Whatever the price, Your Highness -- a sword-and-sorcery movie which sometimes seems geared as lowbrow comedy for frat boy idiots -- pays it. This movie was so badly reviewed one would have thought, from the tone of the attacks, that director David Gordon Green and writer-star-executive producer Danny McBride had made the cinematic equivalent of a Ponzi scheme sold to nunneries, or a drive-in restaurant specializing in deep-fried caca.
Certainly few of my colleagues liked it. Most loathed it. Your Highness -- the title is a thickish play on words, with an obvious marijuana allusion -- is set during a time when princes and princesses romped in castles, warriors quested, wizards sorcerized, dragons spit flame and everybody made jokes about penises and homosexuality and various other forbidden topics (at least forbidden at the time of Danny Kaye's The Court Jester, a funnier, cleaner 1956 period satire), while riding around magical forests and observing genre conventions.
The story of the movie, courtesy of scriptwriters McBride and Ben Best, is the kind that usually comes to you when you've had a few too many -- and is perhaps best appreciated that way too. Prince Fabious (James Franco, in his blissed out Pineapple Express mode, but without visible ganja) is a wondrous hero beloved by all, specially his doting father, King Tallius (Charles Dance).
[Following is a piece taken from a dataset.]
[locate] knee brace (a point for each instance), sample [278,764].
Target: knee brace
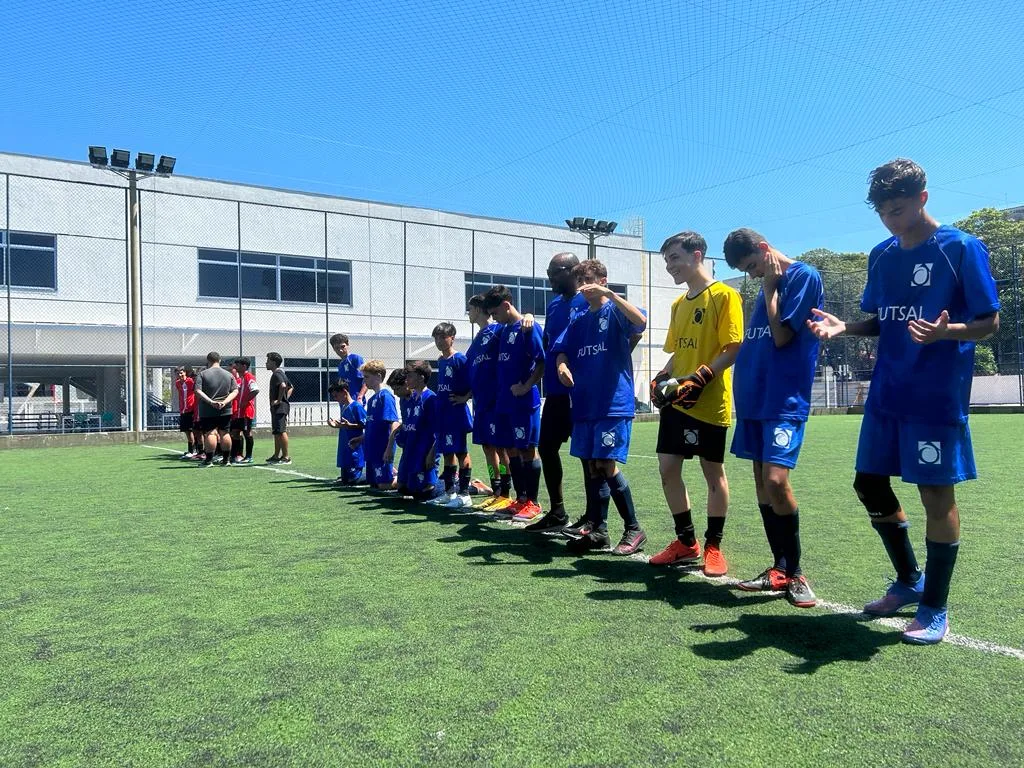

Prince Thadeous (Danny McBride) is his younger brother, a shameless asshole, bone-lazy, incompetent at almost everything, and consumed with venomous ill will -- accompanied by his squire Courtney (Rasmus Hardiker), whose haircut is the worst joke in the movie. Belladonna (Zooey Deschanel) is a beauteous babe of a bride, kidnapped by the wicked wizard Leezar (Justin Theroux), who is clearly up to no good.
Also along for the bride-ride is Isabel the foxy Warrior Princess, played and dressed without visible shame and with some seeming enjoyment by Natalie Portman, whose keen warrior-babe outlaw expression suggests that at any moment, she might be moved to cry "Oscars? We don't need no stinking Oscars!"
Your Highness, which uses so many four letter words it might properly be dedicated to George Carlin, seemed to offend so many critics -- and perhaps so many audiences too -- because it was so full of dirty juvenile stupid jokes. Well, dirty juvenile stupid humor has a place in the world, and so do dirty juvenile stupid humorists (certainly a thriving profession) and audiences. Green does have more to offer. After winning his spurs with subtle and uncompromising art films like George Washington and All the Real Girls, and psychological dramas like Undertow and Snow Angels, he's obviously trying to show different strings to his bow (some warped), and incidentally work with bigger budgets. Green may flub it all, many have, but I think he's earned the right to explore his inner nitwit. (Extras: commentary with Green, McBride, Franco and Theroux; "Making of" documentary; deleted scenes; alternate scenes; gag reel.)